My friend was beaten up and then charged with assault

The country’s police has become a law unto themselves, says Zimbabwean journalist Obey Manayiti, 31. Ahead of the November 2017 military intervention, which ended the 37-year rule of strongman Robert Mugabe, Manayiti was arrested and assaulted.

His crime? He was reporting on a controversial operation that saw police officers use tyre-deflating spikes to stop illegal private taxi operators. The operation had been blamed for a number of deaths. On arrival at the station, the police officers who had assaulted him charged my blood-soaked friend with assault. “I was fearing for my life,” he says of the encounter. “They were using all forms of threats.

“Since the military operation, police have now pledged to reform, but it’s only a pledge as of now,” he says. Only a few weeks later, dozens of ministers and police officers were themselves arrested as the military temporarily took control of state power.

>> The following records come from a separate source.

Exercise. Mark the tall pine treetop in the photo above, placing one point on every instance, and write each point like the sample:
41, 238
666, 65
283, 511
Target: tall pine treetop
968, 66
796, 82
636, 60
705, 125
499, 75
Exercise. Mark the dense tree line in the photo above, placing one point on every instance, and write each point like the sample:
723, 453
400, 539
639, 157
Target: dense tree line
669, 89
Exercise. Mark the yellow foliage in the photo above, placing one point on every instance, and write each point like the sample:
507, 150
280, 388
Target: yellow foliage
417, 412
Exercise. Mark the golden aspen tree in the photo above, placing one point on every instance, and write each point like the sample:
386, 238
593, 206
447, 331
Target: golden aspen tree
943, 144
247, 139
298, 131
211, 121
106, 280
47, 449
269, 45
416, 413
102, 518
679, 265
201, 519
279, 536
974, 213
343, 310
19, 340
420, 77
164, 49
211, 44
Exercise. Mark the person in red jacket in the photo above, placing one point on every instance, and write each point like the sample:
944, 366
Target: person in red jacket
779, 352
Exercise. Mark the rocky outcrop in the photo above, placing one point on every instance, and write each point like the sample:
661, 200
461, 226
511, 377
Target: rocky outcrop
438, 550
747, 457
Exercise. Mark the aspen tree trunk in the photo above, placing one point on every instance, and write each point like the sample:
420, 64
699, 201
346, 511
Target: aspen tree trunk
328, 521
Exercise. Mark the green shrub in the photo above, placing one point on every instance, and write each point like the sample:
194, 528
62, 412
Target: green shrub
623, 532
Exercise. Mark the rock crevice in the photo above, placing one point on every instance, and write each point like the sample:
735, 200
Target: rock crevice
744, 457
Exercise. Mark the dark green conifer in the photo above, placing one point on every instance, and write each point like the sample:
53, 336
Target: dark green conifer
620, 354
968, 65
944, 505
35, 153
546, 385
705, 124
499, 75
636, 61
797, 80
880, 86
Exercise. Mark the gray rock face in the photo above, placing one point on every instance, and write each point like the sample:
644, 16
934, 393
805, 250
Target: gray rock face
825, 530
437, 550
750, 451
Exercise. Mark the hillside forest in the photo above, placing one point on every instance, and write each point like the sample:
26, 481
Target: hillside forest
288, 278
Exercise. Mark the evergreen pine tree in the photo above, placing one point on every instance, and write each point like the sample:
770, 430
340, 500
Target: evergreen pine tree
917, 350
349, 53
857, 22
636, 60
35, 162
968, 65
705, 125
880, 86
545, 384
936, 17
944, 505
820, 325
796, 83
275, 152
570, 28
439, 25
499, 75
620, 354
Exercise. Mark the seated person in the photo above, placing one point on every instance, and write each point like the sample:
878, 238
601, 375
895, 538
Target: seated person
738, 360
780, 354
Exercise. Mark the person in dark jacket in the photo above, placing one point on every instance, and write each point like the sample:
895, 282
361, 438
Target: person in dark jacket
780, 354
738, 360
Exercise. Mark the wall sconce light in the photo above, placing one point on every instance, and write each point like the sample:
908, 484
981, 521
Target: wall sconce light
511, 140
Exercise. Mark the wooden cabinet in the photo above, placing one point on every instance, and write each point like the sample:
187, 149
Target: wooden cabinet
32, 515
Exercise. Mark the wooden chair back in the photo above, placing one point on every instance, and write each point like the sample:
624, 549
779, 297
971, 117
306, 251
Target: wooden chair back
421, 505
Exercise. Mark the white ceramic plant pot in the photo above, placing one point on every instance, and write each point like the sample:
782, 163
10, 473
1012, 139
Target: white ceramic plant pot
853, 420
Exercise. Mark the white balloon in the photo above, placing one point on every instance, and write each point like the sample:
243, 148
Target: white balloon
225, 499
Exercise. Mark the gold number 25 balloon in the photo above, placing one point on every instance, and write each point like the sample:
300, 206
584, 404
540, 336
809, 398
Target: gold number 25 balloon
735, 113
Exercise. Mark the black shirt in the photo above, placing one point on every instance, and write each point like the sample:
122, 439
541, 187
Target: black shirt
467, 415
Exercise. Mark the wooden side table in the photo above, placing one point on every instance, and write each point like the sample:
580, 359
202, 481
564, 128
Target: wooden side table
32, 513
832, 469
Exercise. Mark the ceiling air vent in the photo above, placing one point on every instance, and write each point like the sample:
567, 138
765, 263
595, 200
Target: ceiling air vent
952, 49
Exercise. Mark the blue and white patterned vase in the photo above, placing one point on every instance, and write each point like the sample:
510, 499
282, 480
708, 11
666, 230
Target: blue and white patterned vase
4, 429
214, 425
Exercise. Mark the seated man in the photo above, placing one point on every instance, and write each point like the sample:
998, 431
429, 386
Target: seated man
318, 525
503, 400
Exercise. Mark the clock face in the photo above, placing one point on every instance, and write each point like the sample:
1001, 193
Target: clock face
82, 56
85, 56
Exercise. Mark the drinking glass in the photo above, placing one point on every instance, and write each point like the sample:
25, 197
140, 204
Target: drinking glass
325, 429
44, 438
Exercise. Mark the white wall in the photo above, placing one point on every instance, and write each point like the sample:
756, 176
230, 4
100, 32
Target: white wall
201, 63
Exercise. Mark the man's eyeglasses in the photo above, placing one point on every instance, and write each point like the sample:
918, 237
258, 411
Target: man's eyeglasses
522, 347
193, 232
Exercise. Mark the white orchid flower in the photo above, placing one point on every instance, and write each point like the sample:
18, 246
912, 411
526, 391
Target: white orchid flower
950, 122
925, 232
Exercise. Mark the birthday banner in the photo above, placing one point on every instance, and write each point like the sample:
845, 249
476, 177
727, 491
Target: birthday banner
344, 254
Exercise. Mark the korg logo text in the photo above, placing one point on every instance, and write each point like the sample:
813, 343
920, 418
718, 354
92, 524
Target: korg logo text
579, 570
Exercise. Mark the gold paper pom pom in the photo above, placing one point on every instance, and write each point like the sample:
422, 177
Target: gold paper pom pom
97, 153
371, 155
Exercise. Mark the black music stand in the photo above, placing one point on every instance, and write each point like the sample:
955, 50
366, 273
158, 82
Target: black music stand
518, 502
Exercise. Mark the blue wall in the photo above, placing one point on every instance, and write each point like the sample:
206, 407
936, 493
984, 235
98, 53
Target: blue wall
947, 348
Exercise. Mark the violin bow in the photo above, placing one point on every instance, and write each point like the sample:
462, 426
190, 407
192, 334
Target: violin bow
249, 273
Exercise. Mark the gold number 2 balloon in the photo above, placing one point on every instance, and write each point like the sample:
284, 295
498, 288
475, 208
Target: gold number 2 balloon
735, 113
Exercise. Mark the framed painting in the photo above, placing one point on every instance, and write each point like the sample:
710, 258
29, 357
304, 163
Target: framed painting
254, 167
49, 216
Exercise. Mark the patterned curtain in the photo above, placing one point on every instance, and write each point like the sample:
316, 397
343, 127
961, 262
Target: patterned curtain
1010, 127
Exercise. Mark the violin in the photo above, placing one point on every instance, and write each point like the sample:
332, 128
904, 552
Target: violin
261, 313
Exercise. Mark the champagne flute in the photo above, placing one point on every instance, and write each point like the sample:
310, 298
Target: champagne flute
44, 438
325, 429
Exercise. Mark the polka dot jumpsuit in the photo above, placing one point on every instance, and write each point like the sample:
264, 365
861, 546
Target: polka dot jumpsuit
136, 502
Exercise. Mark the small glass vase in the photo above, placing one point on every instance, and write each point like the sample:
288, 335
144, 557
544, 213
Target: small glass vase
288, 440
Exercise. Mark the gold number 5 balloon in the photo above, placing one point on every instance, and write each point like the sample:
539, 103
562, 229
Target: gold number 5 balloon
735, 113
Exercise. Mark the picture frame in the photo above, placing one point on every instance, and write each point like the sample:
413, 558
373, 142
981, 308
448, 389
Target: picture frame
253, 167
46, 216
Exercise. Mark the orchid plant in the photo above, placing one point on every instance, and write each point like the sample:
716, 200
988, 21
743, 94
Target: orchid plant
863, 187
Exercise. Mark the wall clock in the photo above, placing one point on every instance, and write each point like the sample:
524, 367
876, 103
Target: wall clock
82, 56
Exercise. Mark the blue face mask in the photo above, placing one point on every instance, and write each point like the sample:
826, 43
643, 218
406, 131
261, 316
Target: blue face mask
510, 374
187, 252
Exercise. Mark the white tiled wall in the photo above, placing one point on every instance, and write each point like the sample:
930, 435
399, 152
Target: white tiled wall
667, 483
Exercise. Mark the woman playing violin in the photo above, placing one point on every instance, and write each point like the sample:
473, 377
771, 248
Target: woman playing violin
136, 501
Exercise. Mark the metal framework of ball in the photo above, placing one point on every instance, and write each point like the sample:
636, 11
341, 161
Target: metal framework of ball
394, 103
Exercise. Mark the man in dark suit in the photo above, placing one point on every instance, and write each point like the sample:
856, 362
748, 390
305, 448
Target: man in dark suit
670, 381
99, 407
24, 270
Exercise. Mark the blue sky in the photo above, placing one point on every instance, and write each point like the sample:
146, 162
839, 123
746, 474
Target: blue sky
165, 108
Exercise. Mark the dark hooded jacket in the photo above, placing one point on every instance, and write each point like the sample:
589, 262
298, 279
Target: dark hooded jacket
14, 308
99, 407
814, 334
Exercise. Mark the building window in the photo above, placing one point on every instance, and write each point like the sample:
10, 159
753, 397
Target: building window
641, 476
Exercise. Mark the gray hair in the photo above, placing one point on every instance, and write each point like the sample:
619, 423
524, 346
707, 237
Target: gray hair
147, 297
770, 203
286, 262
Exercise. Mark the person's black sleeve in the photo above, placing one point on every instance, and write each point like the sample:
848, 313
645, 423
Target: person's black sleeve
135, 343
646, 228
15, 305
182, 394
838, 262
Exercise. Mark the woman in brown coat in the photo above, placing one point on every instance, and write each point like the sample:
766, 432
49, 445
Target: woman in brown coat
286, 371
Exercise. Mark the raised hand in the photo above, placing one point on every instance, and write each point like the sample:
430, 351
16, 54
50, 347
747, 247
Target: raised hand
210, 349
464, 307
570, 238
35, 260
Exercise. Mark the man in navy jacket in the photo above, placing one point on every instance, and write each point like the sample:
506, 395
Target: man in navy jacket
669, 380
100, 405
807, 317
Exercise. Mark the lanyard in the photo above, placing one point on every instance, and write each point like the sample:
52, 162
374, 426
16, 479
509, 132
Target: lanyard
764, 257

— By Richard Chimbiri/ Copy Editor


The private militia thought I was a spy

People love to read stories from the eastern Indian state of Bihar, but it’s indeed very dangerous to be a journalist in current situation when attacks on journalists have become a routine feature. I have had several bitter experiences of reporting from the ground.

Recently, I had gone for a follow-up to the killing of six activists of Ranvir Sena, a private militia of upper caste landlords, in Aurangabad district. I was surrounded by a group of threatening young men with guns dangling from their shoulders.

They didn’t believe that I was a journalist and continued questioning me, suspecting I could be a spy. It was only after I took help from a local contact that they became normal and shared some “secret” information. I was also warned against writing anything adverse against them or what I had seen there. I faced a similar situation at Laxmanpur-Bathe in Jehanabad district, where I had gone to cover blood-chilling massacre of 58 villagers by the Ranvir Sena. Angry villagers heckled me and did not allow me to go inside their homes or share details, forcing me to exploit a local contact.